And then we look at local authorities and social services, but they're a bit of a postcode lottery. There's no nationalised standard that seems to come in to effect. My local council, for example, doesn't like to give money to disabled people who've got friends or family that can potentially care for them which increases dependancy upon those people. My local council won't give me a wheelchair ramp, so I can get my wheelchair in and out of the house on my own, because it's not necessary enough. These sort of things all tie in to this postcode lottery, I'm sure if I perhaps lived in a more affluent area, or with a different council that perhaps but a greater emphasis on adult social care that might be different.
If we move away from local authorities, we're left with welfare after that. We look at things like employment support allowance, the new name for incapacity benefit, which now comes with annual tests for an awful lots of us, where we go and are assessed by an independent company called ATOS, who are a huge bugbear of the disability rights community. They're heavily criticised, because seventy per cent who go on to appeal their decisions, with legal help, or forty per cent of people who go on to appeal their decisions without, have their cases over turned, and are then awarded disability benefits, which they wouldn't have been awarded beforehand. They're a huge problem " I'm not going to go into that so much now, because I could talk about that for hours. Then there's Disability Living Allowance, which is something that people don't tend to understand too greatly. It's a non-means tested benefit, which is supposed to be there to all disabled people to make up for the extra costs of living in Britain. A disableist society. But it's very hard to get hold of it, you actually have to be quite severely disabled to start with.
When I first applied for it, they told me I wasn't disabled enough and didn't have the needs. It took a long time, well, eighteen months of appealing to get them to admit that actually, it is a bit more costly when you're a wheelchair user to get around. And all of this works to enforce dependancy, on people, on family and friends. Which is a huge problem, and this is where this becomes predominantly a women's rights issue. Because the people who end up caring for disabled people, and who tend to end up being responsible for looking after them are disproportionately women. Carers either from within the family, or employed by the state are normally female. They also tend to work extremely long hours, they have a huge lack of social support and they tend to work in a very challenging role for very little pay.
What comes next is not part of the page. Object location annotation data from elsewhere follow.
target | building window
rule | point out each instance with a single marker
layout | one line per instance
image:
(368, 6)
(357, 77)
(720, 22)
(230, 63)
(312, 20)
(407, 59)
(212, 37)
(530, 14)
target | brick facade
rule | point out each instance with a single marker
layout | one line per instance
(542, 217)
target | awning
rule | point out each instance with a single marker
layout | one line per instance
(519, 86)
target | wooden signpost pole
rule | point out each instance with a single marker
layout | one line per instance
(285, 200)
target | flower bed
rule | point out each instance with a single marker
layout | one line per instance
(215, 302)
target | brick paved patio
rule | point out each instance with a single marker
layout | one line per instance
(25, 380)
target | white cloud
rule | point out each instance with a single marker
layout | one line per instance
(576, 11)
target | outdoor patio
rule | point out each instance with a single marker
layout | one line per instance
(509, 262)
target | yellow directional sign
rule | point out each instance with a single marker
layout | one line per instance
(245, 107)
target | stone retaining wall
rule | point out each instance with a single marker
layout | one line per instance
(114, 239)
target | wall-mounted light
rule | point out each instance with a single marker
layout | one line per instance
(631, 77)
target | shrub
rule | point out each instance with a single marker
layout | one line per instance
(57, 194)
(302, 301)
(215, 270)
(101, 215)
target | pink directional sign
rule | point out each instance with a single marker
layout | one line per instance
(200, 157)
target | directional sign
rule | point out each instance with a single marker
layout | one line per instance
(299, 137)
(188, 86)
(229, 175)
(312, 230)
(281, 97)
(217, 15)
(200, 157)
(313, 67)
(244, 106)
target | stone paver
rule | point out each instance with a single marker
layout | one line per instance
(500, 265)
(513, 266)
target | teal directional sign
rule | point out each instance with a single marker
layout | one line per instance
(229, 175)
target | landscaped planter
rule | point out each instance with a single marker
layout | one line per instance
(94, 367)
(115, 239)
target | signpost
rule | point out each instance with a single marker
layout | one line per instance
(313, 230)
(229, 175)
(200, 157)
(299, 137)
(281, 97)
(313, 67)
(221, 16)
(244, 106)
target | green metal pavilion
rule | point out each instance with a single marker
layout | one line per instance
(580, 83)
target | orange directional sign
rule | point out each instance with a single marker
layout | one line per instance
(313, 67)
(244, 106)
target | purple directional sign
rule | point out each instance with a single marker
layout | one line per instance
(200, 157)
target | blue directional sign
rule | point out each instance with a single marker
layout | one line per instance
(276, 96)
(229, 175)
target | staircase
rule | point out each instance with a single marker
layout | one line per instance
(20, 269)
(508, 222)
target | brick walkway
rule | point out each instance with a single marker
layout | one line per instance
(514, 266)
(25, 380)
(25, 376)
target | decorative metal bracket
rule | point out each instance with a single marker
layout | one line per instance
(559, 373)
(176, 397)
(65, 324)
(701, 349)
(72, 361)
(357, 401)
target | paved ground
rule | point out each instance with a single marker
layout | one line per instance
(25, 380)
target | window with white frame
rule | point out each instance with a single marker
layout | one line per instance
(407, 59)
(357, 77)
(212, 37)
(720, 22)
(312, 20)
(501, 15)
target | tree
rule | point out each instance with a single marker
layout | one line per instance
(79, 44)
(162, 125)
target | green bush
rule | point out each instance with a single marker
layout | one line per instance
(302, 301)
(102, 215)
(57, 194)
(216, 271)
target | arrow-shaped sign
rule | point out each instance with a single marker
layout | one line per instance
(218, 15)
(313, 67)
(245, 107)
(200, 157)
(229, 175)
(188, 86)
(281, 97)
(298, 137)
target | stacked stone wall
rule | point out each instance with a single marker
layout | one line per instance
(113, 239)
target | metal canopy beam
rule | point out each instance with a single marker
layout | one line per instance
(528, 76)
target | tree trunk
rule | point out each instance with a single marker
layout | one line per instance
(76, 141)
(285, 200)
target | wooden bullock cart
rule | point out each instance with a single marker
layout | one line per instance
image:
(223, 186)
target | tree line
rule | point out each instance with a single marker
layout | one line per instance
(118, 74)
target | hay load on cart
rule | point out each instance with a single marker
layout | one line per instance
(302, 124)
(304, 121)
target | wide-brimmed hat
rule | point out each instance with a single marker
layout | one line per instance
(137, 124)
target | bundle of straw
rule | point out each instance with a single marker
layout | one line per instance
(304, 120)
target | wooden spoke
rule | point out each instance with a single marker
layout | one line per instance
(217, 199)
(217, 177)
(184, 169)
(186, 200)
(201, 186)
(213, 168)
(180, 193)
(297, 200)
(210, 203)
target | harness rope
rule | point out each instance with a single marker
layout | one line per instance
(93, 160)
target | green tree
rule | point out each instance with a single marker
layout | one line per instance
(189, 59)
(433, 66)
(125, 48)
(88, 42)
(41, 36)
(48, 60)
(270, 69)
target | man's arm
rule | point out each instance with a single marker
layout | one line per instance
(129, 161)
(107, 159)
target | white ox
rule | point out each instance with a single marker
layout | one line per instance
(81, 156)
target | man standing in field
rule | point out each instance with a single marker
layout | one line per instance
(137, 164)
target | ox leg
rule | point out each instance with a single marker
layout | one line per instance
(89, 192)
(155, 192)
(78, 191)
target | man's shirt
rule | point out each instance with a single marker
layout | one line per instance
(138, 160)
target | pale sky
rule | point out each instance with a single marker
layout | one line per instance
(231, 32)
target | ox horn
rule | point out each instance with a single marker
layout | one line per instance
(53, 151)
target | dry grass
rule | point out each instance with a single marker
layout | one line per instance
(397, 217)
If you're receiving carer's allowance, you get a whopping great fifty five pounds per week, for your twenty four hours a day, seven days a week care for somebody who must be, who will have to be getting Disability Living Allowance, so who is quite profoundly disabled.
I mean if we move away from just carers, if you have a think about disabled women for a moment, there's a huge power imbalance when disabled women become dependant on their partners and their families to look after them, especially when those partners are male. We talk about one in four women being subjected to domestic abuse in the U.K, well, one in two disabled people are subject to some form of abuse at home; be it, emotional, financial, physical or sexual. If you look at women, that figure rises even more. It's terrifying. And there is a huge, huge lack of research being done in that field. And it's really, really hard for disabled women, especially if they're in an abusive situation, to get out of it. Imagine that you can't communicate easily with other people, but the person you rely on to do your communicating for you is the person stealing your money, is the person berating you day in and day out for being a burden, for being too much hard work. How do you get out of that situation? How do you contact the police if you can't leave the house, if you can't run away without assistance? If the council trusts that person to be looking after you. It's...oh, it's horrible.
And I mean, to move on, there are other issues around sexuality; there's always this stereotype that disabled people are pretty sexless, that we don't enjoy sex, which is just complete rubbish in most cases. Of course there are asexual disabled people, and there are disabled people who aren't asexual, just like with the rest of the population. But at the same time, there's this other rather extreme position that tends to get ignored, in which disabled women, in particular, tend to get fetishized by certain minority groups. And they tend to objectify and dehumanise these women, and be extremely threatening in many cases. Quite happily following you around town, trying to grab a feel if you're not looking particularly well, because they think it's their right, it's the patriarchy in action. And then there are huge issues around reproduction. From forced sterilisation and the horrible pillow angels cases that have been coming up recently, consent issues, fertility issues, being able to access fertility treatment, support for disabled parents, the way that social services tends to be involved from day one with a disabled parent because there's this assumption that we're not safe to leave children with. That all needs challenging.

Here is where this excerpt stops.